Yesterday I was in a text conversation with an old friend and I sent a text to her to say NYE had been a nightmare and that husbands girls had been rude and lairy, ending the text by saying I would make other plans next year. Except that rather than sending the text to my friend, I sent it to my stepdaughters and husband on our close family group. The girls saw it and were rightly horrified and offended. Ten minutes later we were due back with the whole of my husband’s family for a New Year meal. Of course everyone knew what I had done when I walked in, and so I apologised to the girls and explained that I thought I thought I was ranting to a mate.

I think the older two may forgive me, though at the moment I am deservedly in their bad books, but the youngest who had stopped seeing us for so long until just six months ago has now said she’s not coming tomorrow night when we were due to have her. I had dreaded this would happen, I just want to run away from the whole family who are all rightly offended.

My husband has no relationship with the girls’ mum so we have no room to appeal for their help in smoothing this over.

If anyone has any advice on what I can do to make this at all better I would be grateful please as I’m absolutely devastated and fear I have caused so much damage to my marriage but also, and more importantly, to the relationship being built back up between my husband and his daughter.

OP posts:
RosieBurdock · 05/01/2024 16:21

It was an accident and you weren't lying. I wouldn't beat yourself up too much. All you can do is apologise which you've done. It might give them pause for thought now the behaviour has been described. If she stays away that is her choice. Your dh can try and see her separately if needed. He can take her out and patch things up. Even take them on holiday for a bit to work on their relationship. Did he try and see her separately when she was younger? She can let you back in when ready. I feel for the 8 year old her not seeing her dad for whatever reason we don't know.

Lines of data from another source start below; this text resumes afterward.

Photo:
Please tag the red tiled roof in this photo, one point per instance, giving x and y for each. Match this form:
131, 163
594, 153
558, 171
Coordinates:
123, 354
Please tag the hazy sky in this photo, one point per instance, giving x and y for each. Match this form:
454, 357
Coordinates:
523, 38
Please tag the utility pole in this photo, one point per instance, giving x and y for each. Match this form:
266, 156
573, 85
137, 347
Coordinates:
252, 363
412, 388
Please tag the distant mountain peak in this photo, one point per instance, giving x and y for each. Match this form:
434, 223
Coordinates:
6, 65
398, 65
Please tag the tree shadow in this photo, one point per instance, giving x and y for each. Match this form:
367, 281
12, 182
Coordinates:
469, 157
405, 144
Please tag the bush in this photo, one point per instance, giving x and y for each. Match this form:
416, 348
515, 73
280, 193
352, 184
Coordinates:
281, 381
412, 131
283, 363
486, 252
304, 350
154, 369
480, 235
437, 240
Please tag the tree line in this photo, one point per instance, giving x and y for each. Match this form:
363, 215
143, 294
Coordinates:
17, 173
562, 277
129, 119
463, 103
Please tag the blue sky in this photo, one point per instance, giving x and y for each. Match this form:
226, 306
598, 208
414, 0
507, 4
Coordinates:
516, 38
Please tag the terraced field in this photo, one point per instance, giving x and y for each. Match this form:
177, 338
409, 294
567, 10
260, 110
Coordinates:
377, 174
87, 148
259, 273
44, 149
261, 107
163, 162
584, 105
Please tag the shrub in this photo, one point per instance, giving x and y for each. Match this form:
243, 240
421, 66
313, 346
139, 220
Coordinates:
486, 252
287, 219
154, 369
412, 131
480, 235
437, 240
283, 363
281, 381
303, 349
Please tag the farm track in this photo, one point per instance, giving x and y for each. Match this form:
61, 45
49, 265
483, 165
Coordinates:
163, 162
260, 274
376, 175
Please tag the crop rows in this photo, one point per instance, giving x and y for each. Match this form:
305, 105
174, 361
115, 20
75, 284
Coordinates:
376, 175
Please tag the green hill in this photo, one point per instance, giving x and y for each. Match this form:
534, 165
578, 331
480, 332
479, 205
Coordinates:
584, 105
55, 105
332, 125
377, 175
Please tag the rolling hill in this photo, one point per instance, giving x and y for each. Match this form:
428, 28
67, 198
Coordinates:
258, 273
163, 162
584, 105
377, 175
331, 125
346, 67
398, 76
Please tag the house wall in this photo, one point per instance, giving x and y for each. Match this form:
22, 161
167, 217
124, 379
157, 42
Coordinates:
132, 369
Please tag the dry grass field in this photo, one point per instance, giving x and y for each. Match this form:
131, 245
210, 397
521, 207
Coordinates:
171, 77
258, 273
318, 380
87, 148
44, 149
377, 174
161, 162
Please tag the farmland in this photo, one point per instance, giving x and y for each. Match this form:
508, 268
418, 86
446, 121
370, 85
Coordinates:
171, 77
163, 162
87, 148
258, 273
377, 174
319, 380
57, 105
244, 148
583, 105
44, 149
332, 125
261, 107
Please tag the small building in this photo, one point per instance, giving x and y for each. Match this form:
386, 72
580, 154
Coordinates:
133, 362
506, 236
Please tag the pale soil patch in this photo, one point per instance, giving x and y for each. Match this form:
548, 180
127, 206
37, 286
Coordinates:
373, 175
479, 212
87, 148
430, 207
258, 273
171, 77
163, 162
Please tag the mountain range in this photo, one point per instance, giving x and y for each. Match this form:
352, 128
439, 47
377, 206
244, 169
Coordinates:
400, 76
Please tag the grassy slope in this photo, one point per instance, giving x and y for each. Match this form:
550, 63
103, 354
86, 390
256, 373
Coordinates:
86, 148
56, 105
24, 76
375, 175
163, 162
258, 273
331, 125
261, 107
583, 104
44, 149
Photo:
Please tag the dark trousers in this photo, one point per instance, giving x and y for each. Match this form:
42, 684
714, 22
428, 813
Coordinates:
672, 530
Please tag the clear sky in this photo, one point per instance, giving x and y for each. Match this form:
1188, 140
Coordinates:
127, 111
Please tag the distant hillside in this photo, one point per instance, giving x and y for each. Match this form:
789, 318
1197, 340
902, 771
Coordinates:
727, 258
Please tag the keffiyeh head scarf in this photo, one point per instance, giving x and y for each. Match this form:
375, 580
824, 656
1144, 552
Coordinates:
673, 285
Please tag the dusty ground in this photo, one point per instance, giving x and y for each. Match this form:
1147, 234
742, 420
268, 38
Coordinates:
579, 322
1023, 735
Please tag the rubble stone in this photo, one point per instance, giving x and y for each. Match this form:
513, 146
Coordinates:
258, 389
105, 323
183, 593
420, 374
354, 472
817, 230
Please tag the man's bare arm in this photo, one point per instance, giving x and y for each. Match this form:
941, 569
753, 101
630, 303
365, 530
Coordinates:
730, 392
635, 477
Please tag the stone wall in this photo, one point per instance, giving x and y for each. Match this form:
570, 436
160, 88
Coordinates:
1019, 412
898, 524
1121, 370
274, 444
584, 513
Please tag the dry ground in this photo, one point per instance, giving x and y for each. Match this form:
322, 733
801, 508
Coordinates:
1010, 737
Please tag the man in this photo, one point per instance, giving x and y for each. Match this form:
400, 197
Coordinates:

TryingToBeLogical · 21/01/2024 08:17

Whether the kids’ behaviour was rude or not, it’s never nice to realize your close family talks badly about you behind your back to a wider circle. Unless your friend that you texted knows the girls fairly well, they (at least the youngest) understand that you have created a negative picture of them to another adult, which is completely out of their control. Would you like it if your husband ranted about you to a colleague or friend that you didn’t know well enough to be sure the person had a balanced picture of who you really are? Kids deserve the same respect as adults, privacy and fairness wise. Maybe more.

These kids also now know that what they do around you or say to you can’t be trusted as private, it is potentially going to be shared with other people who weren’t there. Is that a harsh judgement based on one ranty text? Yes, but it is still a truthful one. The youngest daughter seems to have realized this most completely and, as is her right, maybe will trust you less in the future. She will probably behave better around you now (lest she become text material again) so that’s a win for you maybe, but if I was in her shoes I would quite be wary. Kids learn quickly who can be trusted as having discretion, who builds them up to others, versus who overshares or quickly talks badly about them.

There is nothing you can SAY to fix it…you just have to re-earn the kids trust by behaving differently going forward - showing them over time that it was a one-time event, and not sending any more criticizing texts about them. Don’t over apologize, or make a big deal out of it. Just say you were sorry and that it was an error of your judgement to share something negative about them with the friend in a text like that. Then don’t do it again. Have your discussions with your friend in person.